A similar formalism is applied to the weak form of Eq. (30). We write for a function \(\rho \in C^2(\mathbb {R})\) and probability measures μ(t, x) and μ(t, y) the weak form as operator A as

$$\displaystyle \begin{aligned}<A \mu, \rho>:= \int_0^T \int \rho_t + \rho_x \int \phi d\mu(t,y) d\mu(t,x) dt.\end{aligned}$$

Applying a similar calculus we obtain

$$\displaystyle \begin{aligned} \frac{d}{d\mu} <A \mu, \rho>c &= \int_0^T \int \rho_{tx} c(x) d\mu(t,x) dt \\ &\quad + \int_0^T \int \int \rho_{x} \phi'(y) c(y) d\mu(t,y)d\mu(t,x) dt\\ &\quad + \int_0^T \int \int \rho_{xx} \phi(y) c(x)d\mu(t,y)d\mu(t,x) dt. \end{aligned} $$

In order to derive first-order optimality conditions for the problem (32) we consider the Lagrangian \(\mathcal {L}:\mathcal {P}(\mathbb {R}) \times \mathcal {P}(\mathbb {R}) \times (\mathcal {P}(\mathbb {R}))' \to \mathbb {R}\) given by

$$\displaystyle \begin{aligned}\mathcal{L}(v,\mu,\rho ) = \int_0^T \int \psi(x) d\mu(t,x) dt + <A\mu,\rho>+ \int \rho(0,x) dv(x).\end{aligned}$$

Then, the formal optimality conditions are obtained as saddle point of the Lagrangian \(\mathcal {L}\) for everey field c in weak form and are given by

$$\displaystyle \begin{aligned} &\int_0^T \int \rho_t + \rho_x \int \phi d\mu(t,y) d\mu(t,x) dt + \int \rho dv(x) =0, {} \end{aligned} $$

(35a)

$$\displaystyle \begin{aligned} &\int_0^T \int \rho_{tx} c(x) d\mu(t,x) dt + \int_0^T \int \int \rho_{x} \phi'(y) c(y) d\mu(t,y) d\mu(t,x) dt{} \end{aligned} $$

(35b)

$$\displaystyle \begin{aligned} &\quad +\int_0^T \int \int \rho_{xx} \phi(y) c(x)d\mu(t,y) d\mu(t,x) dt + \int_0^T \int \psi'(x) c(x) d\mu(t,x) dt =0, \\ &\int \rho_x(0,x)c(x) d v(x) = 0.{} \end{aligned} $$

(35c)

Finally, we show that Eqs. (34) and (27) are recovered from (35) using the empirical measure.
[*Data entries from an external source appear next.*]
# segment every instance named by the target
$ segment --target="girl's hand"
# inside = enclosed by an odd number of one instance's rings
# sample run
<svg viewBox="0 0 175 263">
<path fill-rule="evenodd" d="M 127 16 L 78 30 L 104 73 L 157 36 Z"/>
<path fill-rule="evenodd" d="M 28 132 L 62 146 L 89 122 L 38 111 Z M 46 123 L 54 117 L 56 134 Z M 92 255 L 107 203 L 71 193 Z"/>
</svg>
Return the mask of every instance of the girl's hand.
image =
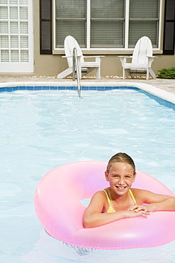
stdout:
<svg viewBox="0 0 175 263">
<path fill-rule="evenodd" d="M 117 213 L 117 212 L 116 212 Z M 140 210 L 135 212 L 135 210 L 130 210 L 130 209 L 128 209 L 128 211 L 126 211 L 126 218 L 137 218 L 138 216 L 142 216 L 144 218 L 147 218 L 147 213 L 144 213 L 144 211 Z"/>
<path fill-rule="evenodd" d="M 143 214 L 150 215 L 154 210 L 150 205 L 133 205 L 128 209 L 130 211 L 134 211 L 135 213 L 142 212 Z"/>
</svg>

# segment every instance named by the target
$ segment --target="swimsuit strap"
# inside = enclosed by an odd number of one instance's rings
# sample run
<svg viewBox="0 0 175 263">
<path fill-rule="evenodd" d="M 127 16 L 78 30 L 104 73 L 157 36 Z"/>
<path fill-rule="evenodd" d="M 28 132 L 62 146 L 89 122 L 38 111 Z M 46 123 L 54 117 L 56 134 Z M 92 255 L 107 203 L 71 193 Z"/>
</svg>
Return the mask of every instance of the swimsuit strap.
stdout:
<svg viewBox="0 0 175 263">
<path fill-rule="evenodd" d="M 106 192 L 106 190 L 104 189 L 102 190 L 103 192 L 105 192 L 106 196 L 107 196 L 107 200 L 108 200 L 108 204 L 109 204 L 109 206 L 111 206 L 111 201 L 110 201 L 110 199 L 109 199 L 109 197 L 108 197 L 108 193 Z"/>
<path fill-rule="evenodd" d="M 108 193 L 106 192 L 105 190 L 102 190 L 105 192 L 106 197 L 107 197 L 108 202 L 108 205 L 109 205 L 109 208 L 106 213 L 115 213 L 116 211 L 115 210 L 115 209 L 113 209 L 113 208 L 111 205 L 111 201 L 110 201 Z"/>
<path fill-rule="evenodd" d="M 131 190 L 130 189 L 129 190 L 129 192 L 130 192 L 130 196 L 132 197 L 132 199 L 134 201 L 134 204 L 135 205 L 137 205 L 137 202 L 136 202 L 136 200 L 135 199 L 135 197 L 133 195 L 133 193 L 132 193 Z"/>
</svg>

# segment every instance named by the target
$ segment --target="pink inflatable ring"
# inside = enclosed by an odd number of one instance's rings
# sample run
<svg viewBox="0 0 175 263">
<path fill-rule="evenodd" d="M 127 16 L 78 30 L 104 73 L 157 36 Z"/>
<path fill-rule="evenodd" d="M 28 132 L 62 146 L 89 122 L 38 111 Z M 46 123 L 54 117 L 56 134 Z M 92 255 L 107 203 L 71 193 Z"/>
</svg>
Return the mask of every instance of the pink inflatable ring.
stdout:
<svg viewBox="0 0 175 263">
<path fill-rule="evenodd" d="M 80 200 L 108 186 L 103 176 L 106 165 L 101 161 L 70 163 L 42 178 L 35 193 L 35 208 L 47 232 L 72 245 L 102 249 L 155 247 L 174 240 L 175 212 L 154 212 L 148 218 L 127 218 L 84 228 L 86 207 Z M 140 171 L 132 187 L 174 196 L 161 182 Z"/>
</svg>

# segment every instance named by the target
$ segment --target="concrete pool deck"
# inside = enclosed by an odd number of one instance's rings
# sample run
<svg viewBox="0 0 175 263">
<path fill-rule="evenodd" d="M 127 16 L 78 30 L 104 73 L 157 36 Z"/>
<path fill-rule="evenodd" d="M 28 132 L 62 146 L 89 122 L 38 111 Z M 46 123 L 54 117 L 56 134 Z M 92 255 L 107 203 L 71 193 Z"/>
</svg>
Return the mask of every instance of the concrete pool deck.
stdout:
<svg viewBox="0 0 175 263">
<path fill-rule="evenodd" d="M 55 77 L 0 77 L 0 83 L 2 84 L 3 82 L 69 82 L 70 84 L 72 83 L 72 79 L 57 79 Z M 112 82 L 113 85 L 114 83 L 118 85 L 118 82 L 125 82 L 128 83 L 145 83 L 147 85 L 150 85 L 154 86 L 159 89 L 165 90 L 168 92 L 172 93 L 175 95 L 175 79 L 174 80 L 168 80 L 168 79 L 159 79 L 157 78 L 155 80 L 149 79 L 149 80 L 146 80 L 143 78 L 135 78 L 135 79 L 130 79 L 127 78 L 125 80 L 123 80 L 122 78 L 115 78 L 115 77 L 103 77 L 101 80 L 96 80 L 95 78 L 90 78 L 87 77 L 85 79 L 81 80 L 81 85 L 86 85 L 87 82 L 96 82 L 100 83 L 102 82 Z M 56 83 L 55 83 L 56 84 Z"/>
<path fill-rule="evenodd" d="M 77 80 L 73 82 L 72 78 L 57 79 L 55 76 L 0 77 L 0 88 L 7 88 L 3 91 L 9 91 L 9 90 L 12 91 L 10 87 L 18 87 L 20 90 L 19 87 L 21 86 L 30 87 L 33 86 L 34 90 L 35 87 L 38 86 L 41 86 L 41 90 L 43 89 L 42 86 L 47 86 L 51 90 L 53 86 L 67 89 L 67 87 L 77 87 Z M 123 80 L 116 76 L 101 77 L 101 80 L 86 77 L 81 80 L 81 86 L 87 87 L 91 90 L 108 90 L 108 87 L 135 87 L 175 104 L 175 80 L 159 78 L 148 80 L 144 78 Z"/>
</svg>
Fix N and \(U=(u_i)_{i=1}^N.\) Let \(v(x):=\frac {1}N\sum _{i=1}^N \delta (x-u_i).\) Then, a weak solution to (30) is given by \(\mu (t,x):=\frac {1}N\sum _i \delta (x-x_i(t))\) provided that x_i fulfills (27). Further, we denote by \(c_i(t) = \int c(x) \delta (x-x_i(t)) dx\) for any c to get

$$\displaystyle \begin{aligned} &\frac{1}N \int_0^T \sum_i c_i(t) \left( \psi'(x_i) + \rho_{tx}(t,x_i) +\rho_{xx}(t,x_i) \left( \frac{1}N\sum_j \phi(x_j) \right) \right.\\ &\left. \qquad + \phi'(x_i) \left( \frac{1}N\sum_j \rho_x(t,x_j) \right) \right) dt = 0. \end{aligned} $$

Since the previous equation has to hold true for any function c this yields

$$\displaystyle \begin{aligned} \psi'(x_i) + \rho_{tx}(t,x_i) +\rho_{xx}(t,x_i) \left ( \frac{1}N\sum\phi(x_j) \right) + \phi'(x_i) \left( \frac{1}N\sum\rho_x(t,x_j) \right) = 0. \end{aligned} $$

Define now

$$\displaystyle \begin{aligned}\lambda_i(t):= \rho_x(t,x_i(t)), i=1,\dots,N.\end{aligned}$$

Then,

$$\displaystyle \begin{aligned}\lambda_i^{\prime}(t) = \rho_{tx}(t,x_i) + \rho_{xx}(t,x_i)x_i^{\prime}(t)\end{aligned}$$

and therefore

$$\displaystyle \begin{aligned}\psi'(x_i) + \lambda^{\prime}_i(t) + \rho_{xx}(t,x_i)\left( - x_i^{\prime} + \frac{1}N\sum_j\phi(x_j) \right) + \phi'(x_i) \frac{1}N \sum \lambda_j =0.\end{aligned}$$

Since \(x_i^{\prime }\) fulfills (27) we obtain that λ_i ≡ ℓ_i for all i and fulfills (34). Summarizing, the first-order optimality conditions for the meanfield problem (32) coincide with the first-order optimality conditions for (29) provided the previous notion of differentiability in \(\mathcal {P}(\mathbb {R})\) is used. The following relation holds true for the corresponding Lagrange multipliers:

$$\displaystyle \begin{aligned}\ell_i(t) := \partial_x \rho(t,x_i(t)).\end{aligned}$$